Confidence filtering (minConfidence: 0.7) removes speculative edges from impact analysis, making predictions more reliable. Only edges the system is confident about contribute to the blast radius.

This pattern is adapted from GitNexus’s impact analysis tool, where it answers “what functions call this function?” for code change planning. In Signet’s domain, it answers “what entities rely on this entity?” for knowledge modification decisions.

What This Enables

Desire paths’ eager traversal at session start is the push path — the system predicts what the agent needs. On-demand expansion is the pull path — the agent requests what it knows it needs.

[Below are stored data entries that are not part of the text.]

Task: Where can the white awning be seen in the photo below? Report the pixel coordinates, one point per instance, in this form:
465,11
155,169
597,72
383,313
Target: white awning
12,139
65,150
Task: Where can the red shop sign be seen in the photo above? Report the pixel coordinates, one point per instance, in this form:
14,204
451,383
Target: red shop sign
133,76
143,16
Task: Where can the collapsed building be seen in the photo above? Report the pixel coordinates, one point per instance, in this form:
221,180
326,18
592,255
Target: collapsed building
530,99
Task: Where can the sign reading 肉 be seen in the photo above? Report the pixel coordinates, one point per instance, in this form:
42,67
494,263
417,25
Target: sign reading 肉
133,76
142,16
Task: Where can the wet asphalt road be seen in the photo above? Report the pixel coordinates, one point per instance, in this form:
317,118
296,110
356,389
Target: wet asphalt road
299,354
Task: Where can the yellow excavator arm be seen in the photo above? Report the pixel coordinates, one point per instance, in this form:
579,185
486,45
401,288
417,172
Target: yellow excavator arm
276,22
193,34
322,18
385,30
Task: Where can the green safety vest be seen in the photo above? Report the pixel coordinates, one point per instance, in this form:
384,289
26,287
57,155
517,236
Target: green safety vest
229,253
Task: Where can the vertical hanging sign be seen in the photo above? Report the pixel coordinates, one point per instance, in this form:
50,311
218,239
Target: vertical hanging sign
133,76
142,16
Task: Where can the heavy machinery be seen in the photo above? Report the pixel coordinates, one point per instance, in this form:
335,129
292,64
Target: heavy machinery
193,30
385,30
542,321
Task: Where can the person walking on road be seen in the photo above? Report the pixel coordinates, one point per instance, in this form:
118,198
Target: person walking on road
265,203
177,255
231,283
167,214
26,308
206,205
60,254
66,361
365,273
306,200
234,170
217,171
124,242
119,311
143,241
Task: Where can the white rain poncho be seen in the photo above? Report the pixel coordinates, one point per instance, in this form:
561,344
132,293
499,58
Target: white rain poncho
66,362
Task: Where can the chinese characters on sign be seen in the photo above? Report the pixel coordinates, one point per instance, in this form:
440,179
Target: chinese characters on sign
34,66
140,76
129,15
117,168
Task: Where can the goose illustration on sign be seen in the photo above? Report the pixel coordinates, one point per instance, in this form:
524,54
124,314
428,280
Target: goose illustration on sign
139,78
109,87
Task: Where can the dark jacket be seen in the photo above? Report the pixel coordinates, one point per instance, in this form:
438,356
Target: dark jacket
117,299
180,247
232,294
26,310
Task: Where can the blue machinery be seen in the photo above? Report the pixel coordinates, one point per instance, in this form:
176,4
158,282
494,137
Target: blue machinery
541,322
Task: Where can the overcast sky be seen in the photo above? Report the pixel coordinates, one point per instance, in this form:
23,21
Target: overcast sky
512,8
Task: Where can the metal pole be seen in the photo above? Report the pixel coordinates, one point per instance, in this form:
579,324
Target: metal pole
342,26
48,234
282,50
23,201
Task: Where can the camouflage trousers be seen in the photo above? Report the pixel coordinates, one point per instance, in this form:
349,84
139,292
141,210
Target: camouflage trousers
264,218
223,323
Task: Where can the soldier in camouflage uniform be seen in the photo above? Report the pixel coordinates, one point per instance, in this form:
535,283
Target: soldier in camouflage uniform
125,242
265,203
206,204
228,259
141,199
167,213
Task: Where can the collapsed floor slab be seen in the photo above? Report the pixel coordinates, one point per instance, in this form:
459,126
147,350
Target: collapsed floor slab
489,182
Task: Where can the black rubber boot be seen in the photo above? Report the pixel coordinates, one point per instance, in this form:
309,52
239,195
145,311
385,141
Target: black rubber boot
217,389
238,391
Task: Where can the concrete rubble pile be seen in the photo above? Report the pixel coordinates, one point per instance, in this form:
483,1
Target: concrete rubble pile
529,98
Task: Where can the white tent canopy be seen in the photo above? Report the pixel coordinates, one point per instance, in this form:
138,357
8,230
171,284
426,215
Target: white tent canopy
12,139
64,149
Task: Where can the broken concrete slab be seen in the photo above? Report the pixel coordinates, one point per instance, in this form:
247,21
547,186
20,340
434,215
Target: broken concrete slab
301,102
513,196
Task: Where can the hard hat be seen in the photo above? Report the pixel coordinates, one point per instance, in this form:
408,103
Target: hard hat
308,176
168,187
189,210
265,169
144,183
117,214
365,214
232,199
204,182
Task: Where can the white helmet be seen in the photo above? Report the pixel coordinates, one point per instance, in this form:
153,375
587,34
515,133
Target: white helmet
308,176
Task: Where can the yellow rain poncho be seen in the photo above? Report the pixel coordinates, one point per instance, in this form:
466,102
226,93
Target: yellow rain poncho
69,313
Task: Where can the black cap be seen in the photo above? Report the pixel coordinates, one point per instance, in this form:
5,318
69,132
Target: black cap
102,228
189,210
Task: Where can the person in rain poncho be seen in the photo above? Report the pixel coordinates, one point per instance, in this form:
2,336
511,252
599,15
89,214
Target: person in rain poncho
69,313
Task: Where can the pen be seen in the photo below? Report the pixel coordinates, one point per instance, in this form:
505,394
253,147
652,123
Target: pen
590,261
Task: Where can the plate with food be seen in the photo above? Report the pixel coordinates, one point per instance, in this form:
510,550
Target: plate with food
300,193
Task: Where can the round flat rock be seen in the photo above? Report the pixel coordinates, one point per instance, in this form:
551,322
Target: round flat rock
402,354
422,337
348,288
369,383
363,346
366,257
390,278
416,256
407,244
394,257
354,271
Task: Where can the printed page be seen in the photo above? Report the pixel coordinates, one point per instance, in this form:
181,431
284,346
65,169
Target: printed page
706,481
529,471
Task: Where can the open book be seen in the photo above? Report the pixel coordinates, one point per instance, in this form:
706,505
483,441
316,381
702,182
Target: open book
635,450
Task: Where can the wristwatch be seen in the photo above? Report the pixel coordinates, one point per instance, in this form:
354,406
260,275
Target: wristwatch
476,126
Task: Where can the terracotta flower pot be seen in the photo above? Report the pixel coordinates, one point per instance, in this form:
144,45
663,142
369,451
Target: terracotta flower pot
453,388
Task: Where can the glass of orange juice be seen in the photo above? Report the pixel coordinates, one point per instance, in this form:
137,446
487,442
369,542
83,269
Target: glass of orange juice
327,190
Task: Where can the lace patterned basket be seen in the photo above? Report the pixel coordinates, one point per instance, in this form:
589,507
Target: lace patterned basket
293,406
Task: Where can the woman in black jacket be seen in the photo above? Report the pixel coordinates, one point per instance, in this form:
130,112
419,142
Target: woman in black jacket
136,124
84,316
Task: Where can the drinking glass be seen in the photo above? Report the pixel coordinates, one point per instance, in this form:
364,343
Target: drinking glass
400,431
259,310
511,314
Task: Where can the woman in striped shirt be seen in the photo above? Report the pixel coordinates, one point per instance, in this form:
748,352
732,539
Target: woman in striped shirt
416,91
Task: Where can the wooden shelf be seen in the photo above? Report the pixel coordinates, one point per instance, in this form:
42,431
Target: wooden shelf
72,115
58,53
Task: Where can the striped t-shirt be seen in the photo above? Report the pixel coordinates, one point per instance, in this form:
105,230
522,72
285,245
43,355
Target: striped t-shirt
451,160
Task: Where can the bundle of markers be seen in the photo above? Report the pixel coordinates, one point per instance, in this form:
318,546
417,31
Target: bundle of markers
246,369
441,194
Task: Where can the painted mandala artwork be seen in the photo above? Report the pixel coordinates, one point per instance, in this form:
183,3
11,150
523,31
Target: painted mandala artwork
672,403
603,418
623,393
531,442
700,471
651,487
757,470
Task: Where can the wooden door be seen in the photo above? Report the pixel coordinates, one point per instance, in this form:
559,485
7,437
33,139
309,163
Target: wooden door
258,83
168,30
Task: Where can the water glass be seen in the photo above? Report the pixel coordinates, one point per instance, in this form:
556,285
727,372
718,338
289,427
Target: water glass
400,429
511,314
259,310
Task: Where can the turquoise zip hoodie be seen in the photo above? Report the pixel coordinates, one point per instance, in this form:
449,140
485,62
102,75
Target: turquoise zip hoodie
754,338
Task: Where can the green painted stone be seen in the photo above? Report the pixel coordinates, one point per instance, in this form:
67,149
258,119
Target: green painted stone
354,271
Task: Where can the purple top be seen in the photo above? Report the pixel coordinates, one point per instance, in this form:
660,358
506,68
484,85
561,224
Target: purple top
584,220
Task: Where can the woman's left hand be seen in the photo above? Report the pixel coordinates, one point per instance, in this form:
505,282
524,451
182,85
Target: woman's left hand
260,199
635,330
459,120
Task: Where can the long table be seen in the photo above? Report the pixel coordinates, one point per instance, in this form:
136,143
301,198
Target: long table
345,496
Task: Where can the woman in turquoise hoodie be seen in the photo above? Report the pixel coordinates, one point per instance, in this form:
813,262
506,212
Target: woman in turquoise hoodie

Together they cover both the predictable and the unpredictable.

The explorer bees mechanism can also use expansion: when a speculative traversal surfaces something interesting, the agent can immediately expand on it without waiting for the next session start.


Implementation Sequence

These patterns are independent and can be implemented in any order. The recommended sequence prioritizes the ones that reduce noise (making desire paths’ future learning signal cleaner):

  1. Three-Level Extraction Escalation — stops the bleeding on entity bloat. Immediate value, small scope.

  2. Zero-Cost Continuity — prevents noise sessions from entering the pipeline. Compounds with escalation.

  3. Lossless Retention — migration + retention worker change. Non-destructive decay is philosophically important but not urgent.

  4. On-Demand Expansion — new endpoint + MCP tool registration. Useful immediately, even before desire paths.

  5. Session Summary DAG — the most ambitious pattern. New tables, new condensation logic, new maintenance task. Worth doing but depends on the summary worker being solid.

Total estimated scope: each pattern is roughly 1-3 days of focused work. The full set is a sprint, not a quarter.


This document describes adaptations from LCM, not LCM itself. Signet is a cross-session knowledge system; LCM is a within-session context manager. The patterns transfer; the architecture does not.